BGI's Liu is leading the chromosome 20 effort, while Fudan University researcher Pengyuan Yang is leading the chromosome 8 work and He is leading the chromosome 1 project.
He also heads up the Chinese Human Proteome Project, an initiative the country announced in 2010 to characterize the proteome of every organ in the human body. As part of this initiative, the Chinese government is building a new proteomics national laboratory, the Pilot Hub of ENcyclopedical proteomIX, or PHOENIX, center.
Construction of the center started last year, He said, noting that it was scheduled to open in 2015. The effort is being financed by roughly ¥1 billion in funding from both the Chinese central government and the Beijing local government, he said, adding that more funds were to come from Peking University and the Chinese Academy of Sciences.
When fully operational, the center will employ more than 300 researchers and contain more than 30 high-end mass spectrometers, He said. The center is currently involved in discussions with several mass spec vendors about providing instruments, he said.
In addition to mass specs for conventional bottom-up proteomics, He said that the PHOENIX center is also putting together resources for protein imaging and multi-omics research, as well as a bioinformatics infrastructure that will serve as the primary repository for data collected under the Chinese HPP and HUPO's Human Liver Proteome Project, which he is also leading.

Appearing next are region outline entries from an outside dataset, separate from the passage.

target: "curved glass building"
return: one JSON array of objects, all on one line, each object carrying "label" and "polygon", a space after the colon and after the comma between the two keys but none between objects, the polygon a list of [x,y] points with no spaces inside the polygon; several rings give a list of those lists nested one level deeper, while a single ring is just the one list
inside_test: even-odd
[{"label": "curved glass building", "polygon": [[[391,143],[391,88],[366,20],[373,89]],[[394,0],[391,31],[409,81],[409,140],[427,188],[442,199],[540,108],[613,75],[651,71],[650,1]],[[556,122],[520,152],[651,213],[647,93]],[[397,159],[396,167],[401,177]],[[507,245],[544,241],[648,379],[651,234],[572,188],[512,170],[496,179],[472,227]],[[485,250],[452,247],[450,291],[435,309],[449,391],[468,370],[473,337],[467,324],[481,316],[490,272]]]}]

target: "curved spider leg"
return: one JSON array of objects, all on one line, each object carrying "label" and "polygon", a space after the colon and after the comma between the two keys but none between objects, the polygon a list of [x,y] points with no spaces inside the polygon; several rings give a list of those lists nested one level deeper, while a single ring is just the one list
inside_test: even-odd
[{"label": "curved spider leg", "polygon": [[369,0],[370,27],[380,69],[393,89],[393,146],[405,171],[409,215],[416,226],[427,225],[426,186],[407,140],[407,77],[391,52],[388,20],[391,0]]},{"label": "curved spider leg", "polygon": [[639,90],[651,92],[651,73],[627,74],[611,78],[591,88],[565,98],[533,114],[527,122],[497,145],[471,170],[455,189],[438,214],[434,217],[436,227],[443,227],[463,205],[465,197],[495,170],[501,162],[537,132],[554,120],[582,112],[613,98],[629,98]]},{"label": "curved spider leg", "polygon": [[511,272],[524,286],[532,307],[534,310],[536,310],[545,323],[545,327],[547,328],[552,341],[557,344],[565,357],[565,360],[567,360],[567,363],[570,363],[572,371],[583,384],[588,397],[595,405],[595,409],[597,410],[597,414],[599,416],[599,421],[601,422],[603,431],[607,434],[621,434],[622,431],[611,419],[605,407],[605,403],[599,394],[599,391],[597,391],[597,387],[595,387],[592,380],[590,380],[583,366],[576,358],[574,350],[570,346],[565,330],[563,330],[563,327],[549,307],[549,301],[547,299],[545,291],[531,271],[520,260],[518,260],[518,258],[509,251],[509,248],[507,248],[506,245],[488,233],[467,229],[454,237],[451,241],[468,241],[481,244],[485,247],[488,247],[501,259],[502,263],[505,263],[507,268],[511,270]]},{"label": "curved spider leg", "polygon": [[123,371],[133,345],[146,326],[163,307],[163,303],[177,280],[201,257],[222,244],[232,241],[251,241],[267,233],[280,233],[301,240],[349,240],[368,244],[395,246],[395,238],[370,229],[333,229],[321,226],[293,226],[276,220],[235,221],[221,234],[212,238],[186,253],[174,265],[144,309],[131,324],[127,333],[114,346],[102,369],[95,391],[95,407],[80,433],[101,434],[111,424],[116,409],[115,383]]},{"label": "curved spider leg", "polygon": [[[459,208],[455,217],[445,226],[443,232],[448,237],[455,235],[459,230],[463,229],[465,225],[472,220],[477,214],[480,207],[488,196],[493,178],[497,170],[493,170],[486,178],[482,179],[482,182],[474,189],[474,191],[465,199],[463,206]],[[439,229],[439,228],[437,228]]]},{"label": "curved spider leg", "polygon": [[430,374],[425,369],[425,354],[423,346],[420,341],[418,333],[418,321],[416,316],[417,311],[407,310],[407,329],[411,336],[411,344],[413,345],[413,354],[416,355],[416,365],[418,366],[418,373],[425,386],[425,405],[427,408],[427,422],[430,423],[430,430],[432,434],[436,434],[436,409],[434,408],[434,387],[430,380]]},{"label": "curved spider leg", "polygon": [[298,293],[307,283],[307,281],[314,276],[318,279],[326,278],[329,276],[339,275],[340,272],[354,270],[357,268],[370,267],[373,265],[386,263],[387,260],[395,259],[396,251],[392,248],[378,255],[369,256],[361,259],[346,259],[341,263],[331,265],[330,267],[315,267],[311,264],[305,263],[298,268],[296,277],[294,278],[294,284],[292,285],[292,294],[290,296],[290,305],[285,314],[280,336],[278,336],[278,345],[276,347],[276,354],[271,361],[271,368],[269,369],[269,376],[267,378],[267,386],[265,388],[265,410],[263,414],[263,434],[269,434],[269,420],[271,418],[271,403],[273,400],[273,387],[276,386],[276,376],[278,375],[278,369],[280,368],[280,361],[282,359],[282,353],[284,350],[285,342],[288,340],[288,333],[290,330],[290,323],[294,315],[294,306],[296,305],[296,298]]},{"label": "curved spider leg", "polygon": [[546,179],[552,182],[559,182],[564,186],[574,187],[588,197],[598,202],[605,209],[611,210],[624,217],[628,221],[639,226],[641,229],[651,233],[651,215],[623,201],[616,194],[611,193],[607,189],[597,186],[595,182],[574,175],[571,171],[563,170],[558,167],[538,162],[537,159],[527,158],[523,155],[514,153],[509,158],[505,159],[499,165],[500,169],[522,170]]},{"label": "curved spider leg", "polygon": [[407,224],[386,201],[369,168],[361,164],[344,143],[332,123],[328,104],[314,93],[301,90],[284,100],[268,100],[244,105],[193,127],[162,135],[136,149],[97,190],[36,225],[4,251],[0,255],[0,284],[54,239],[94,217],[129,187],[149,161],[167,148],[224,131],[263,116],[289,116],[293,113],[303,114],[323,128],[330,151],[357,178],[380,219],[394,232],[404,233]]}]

He said the researchers had completed around one-third of the Chinese HPP, prioritizing organs — including the liver, lung, kidney, and brain — that correspond to the major diseases in the country's population. The initial phase of the project is focused primarily on characterizing these organ proteomes, but in the second stage of the work the researchers will pursue potential prognostic and diagnostic markers as well as therapeutic targets, he said.
Diagnostics are a significant growth area for Chinese proteomics research, He said, with "more and more hospitals" working toward implementing mass spec-based protein tests in house.
This trend is particularly evident in university-affiliated hospitals, he noted, citing in particular Fudan University as an institution with "very strong interest in the utilization of mass spec for clinical investigation, especially for diagnostics and prognostics."
He predicted a continued shift toward such clinical applications, saying he believed that going forward the proteomic diagnostics market "would [grow] much faster" than basic proteomics research.